Before any construction began, the United States became involved in World War II on December, 1941. The land for Moisant Field was taken over by the U.S. Government for use as an air base. Facilities were constructed on this land by the Federal Government and were used by the Army until the end of the war in August 1945. In 1946, the Federal Government returned the land plus 295 adjacent acres to the City of New Orleans.
In May 1946, commercial air service began at Moisant Field, named for aviation pioneer John Bevins Moisant. By January 1947, the airport was considered to be one of the largest commercial airports in the nation encompassing 1360 acres of land that included three 5,000 foot runways and one 7,000 foot runway. In addition, it was the first airport to install an Instrument Landing System. In 1959, a new terminal and two new concourses were dedicated. The official name of the airport was changed in 1960 from Moisant Field to New Orleans International Airport.
A New Start
The first major expansion occurred in 1974 with the addition of two new concourses at the east end of the main terminal. This brought the total number of gates to 42.

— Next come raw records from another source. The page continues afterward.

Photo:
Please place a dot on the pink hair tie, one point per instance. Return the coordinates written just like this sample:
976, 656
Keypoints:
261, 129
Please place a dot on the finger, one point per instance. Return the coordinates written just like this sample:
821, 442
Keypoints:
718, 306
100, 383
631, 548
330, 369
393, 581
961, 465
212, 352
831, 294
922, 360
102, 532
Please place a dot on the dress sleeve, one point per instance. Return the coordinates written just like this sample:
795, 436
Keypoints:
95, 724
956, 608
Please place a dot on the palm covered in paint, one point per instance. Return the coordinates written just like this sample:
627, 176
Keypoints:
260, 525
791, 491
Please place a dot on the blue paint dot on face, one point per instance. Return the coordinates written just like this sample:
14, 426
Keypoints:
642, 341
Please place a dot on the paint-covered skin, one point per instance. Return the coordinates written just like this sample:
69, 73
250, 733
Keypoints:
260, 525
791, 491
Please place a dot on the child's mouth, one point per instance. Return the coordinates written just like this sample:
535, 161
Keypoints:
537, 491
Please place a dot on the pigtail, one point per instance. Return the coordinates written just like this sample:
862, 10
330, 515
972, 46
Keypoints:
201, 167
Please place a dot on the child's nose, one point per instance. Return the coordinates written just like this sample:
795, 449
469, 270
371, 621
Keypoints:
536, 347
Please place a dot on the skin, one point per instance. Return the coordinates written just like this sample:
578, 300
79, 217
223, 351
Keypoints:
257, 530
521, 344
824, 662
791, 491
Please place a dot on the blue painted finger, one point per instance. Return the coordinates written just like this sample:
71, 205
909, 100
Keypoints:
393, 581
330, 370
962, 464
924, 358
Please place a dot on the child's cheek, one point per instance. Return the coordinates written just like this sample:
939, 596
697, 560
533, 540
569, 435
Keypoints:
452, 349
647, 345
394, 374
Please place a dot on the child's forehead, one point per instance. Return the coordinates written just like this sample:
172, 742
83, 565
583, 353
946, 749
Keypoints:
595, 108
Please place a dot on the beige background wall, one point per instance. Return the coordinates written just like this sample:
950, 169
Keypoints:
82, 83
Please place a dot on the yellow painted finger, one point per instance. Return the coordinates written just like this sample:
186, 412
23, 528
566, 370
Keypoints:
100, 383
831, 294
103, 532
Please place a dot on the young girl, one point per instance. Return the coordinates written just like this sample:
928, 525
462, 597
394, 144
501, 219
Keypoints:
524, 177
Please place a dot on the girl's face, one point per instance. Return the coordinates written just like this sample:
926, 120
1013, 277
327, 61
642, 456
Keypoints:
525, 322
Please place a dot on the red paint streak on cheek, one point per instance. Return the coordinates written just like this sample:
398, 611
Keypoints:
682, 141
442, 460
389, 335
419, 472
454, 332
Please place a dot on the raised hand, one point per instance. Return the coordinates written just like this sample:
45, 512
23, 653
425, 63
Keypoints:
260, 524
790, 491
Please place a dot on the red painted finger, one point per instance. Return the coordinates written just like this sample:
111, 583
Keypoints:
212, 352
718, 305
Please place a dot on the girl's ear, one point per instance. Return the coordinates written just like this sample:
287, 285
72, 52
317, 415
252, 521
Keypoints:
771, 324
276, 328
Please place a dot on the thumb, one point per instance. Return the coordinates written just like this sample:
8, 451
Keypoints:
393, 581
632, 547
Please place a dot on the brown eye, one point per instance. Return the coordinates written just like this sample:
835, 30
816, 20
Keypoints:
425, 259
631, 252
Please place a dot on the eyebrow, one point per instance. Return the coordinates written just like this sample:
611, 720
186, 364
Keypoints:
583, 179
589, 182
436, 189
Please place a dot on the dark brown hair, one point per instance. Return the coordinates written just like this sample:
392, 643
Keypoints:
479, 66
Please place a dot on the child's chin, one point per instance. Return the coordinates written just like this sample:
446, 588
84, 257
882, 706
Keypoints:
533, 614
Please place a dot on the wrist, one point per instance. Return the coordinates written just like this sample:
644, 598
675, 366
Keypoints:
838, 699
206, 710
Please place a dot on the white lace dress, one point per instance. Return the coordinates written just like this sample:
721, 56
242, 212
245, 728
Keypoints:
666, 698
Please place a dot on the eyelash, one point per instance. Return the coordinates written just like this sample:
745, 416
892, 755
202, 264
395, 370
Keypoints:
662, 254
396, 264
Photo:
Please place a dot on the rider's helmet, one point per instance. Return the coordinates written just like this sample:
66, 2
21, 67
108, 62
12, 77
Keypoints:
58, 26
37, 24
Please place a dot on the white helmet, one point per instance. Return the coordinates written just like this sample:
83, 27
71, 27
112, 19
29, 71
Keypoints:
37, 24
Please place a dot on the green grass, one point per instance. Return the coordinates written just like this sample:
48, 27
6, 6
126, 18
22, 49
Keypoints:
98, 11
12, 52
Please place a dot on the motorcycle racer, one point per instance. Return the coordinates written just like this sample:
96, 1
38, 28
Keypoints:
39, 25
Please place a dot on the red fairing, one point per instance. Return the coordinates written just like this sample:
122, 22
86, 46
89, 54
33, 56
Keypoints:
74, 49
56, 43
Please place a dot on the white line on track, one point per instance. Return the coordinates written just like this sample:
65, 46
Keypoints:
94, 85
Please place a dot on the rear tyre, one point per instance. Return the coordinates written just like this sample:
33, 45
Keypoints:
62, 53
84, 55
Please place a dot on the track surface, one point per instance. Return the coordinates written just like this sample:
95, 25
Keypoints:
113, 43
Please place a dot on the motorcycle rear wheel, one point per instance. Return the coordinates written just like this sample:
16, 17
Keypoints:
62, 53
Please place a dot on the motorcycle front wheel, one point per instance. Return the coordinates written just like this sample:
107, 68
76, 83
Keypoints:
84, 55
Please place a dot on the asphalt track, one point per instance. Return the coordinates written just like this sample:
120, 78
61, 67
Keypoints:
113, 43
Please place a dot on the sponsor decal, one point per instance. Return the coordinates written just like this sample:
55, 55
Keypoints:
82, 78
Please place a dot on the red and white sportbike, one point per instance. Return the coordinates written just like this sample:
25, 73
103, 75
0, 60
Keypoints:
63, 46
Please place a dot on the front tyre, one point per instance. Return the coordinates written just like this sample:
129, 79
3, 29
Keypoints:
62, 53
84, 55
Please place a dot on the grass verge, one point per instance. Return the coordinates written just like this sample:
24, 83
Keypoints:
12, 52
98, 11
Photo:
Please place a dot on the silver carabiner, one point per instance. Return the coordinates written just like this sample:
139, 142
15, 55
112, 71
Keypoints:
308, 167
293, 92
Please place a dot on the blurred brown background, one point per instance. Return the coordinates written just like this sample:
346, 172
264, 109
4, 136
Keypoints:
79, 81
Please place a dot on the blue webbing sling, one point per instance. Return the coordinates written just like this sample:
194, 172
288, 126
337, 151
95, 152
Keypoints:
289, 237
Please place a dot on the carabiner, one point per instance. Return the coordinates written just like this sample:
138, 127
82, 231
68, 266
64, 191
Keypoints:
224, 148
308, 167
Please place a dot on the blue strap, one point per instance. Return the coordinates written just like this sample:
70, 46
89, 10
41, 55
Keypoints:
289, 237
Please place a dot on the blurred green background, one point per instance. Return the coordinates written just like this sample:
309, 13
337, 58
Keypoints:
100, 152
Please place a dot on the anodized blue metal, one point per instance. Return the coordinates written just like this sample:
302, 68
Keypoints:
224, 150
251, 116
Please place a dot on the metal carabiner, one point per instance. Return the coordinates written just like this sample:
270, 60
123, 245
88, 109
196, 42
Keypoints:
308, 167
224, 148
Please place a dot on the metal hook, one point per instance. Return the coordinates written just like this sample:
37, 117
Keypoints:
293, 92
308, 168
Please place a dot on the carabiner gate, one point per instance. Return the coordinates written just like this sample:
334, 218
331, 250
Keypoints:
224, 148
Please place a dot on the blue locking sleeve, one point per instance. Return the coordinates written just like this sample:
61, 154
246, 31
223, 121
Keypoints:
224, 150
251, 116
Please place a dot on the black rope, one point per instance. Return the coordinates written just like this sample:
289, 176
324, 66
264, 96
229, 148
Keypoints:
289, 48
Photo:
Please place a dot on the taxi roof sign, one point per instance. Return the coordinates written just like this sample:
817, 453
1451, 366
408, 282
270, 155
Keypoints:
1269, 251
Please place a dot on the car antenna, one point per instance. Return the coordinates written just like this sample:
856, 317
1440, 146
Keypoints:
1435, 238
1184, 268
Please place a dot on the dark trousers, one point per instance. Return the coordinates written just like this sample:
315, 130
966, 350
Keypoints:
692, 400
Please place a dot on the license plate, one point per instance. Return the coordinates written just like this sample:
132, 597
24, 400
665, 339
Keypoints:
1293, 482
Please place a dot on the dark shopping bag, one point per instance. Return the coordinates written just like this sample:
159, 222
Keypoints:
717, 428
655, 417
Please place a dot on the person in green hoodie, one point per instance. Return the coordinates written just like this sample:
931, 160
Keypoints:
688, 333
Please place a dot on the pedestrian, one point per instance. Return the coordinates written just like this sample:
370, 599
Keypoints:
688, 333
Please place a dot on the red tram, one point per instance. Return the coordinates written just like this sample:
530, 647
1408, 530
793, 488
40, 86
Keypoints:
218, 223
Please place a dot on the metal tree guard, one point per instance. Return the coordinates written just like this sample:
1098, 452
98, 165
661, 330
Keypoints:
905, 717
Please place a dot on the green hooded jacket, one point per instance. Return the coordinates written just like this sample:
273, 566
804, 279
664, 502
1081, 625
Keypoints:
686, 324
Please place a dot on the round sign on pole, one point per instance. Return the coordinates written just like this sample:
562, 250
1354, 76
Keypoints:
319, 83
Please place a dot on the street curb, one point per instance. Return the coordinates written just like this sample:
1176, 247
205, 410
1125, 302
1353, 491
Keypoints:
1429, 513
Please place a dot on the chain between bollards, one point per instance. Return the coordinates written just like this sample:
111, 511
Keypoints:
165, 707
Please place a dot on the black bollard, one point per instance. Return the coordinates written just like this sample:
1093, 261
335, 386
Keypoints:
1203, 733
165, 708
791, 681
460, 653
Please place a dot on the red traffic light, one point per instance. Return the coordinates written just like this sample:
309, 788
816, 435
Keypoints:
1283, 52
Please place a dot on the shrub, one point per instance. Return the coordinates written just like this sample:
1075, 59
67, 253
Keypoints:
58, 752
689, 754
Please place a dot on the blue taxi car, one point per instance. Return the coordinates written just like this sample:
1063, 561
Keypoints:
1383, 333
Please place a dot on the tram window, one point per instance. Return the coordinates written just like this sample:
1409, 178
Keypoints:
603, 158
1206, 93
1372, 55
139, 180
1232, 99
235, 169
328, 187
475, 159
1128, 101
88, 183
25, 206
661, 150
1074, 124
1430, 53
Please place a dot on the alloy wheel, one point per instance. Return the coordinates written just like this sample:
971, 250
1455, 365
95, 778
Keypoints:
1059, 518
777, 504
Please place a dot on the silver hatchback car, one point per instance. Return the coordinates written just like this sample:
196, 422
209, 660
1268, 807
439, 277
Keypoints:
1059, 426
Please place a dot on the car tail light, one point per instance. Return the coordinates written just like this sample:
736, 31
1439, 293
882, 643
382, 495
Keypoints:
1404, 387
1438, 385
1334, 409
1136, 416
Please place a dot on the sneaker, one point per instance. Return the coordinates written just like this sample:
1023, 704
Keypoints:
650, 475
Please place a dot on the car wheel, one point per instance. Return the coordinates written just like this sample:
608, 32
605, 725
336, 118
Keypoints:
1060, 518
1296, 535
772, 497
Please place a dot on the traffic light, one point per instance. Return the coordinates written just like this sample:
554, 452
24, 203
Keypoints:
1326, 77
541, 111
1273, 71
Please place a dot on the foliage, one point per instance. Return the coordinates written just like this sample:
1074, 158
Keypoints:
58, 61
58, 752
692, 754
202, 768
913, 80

In August 2001, the Airport's name was changed to the Louis Armstrong New Orleans International Airport in honor of the famous native-born musician's 100th birthday.
In August 2005, Hurricane Katrina struck the Louisiana-Mississippi Gulf coastline resulting in massive destruction and loss of life. The airport played a vital role in evacuating over 30,000 evacuees to safety. For three days, Armstrong International Airport was the busiest airport in the world. Commercial flights resumed service in September 2005, while the airport continued to play a variety of support roles in the rescue and recovery effort of the region.
The three letter identifier for Louis Armstrong New Orleans International Airport is MSY. It stands for Moisant Stock Yards.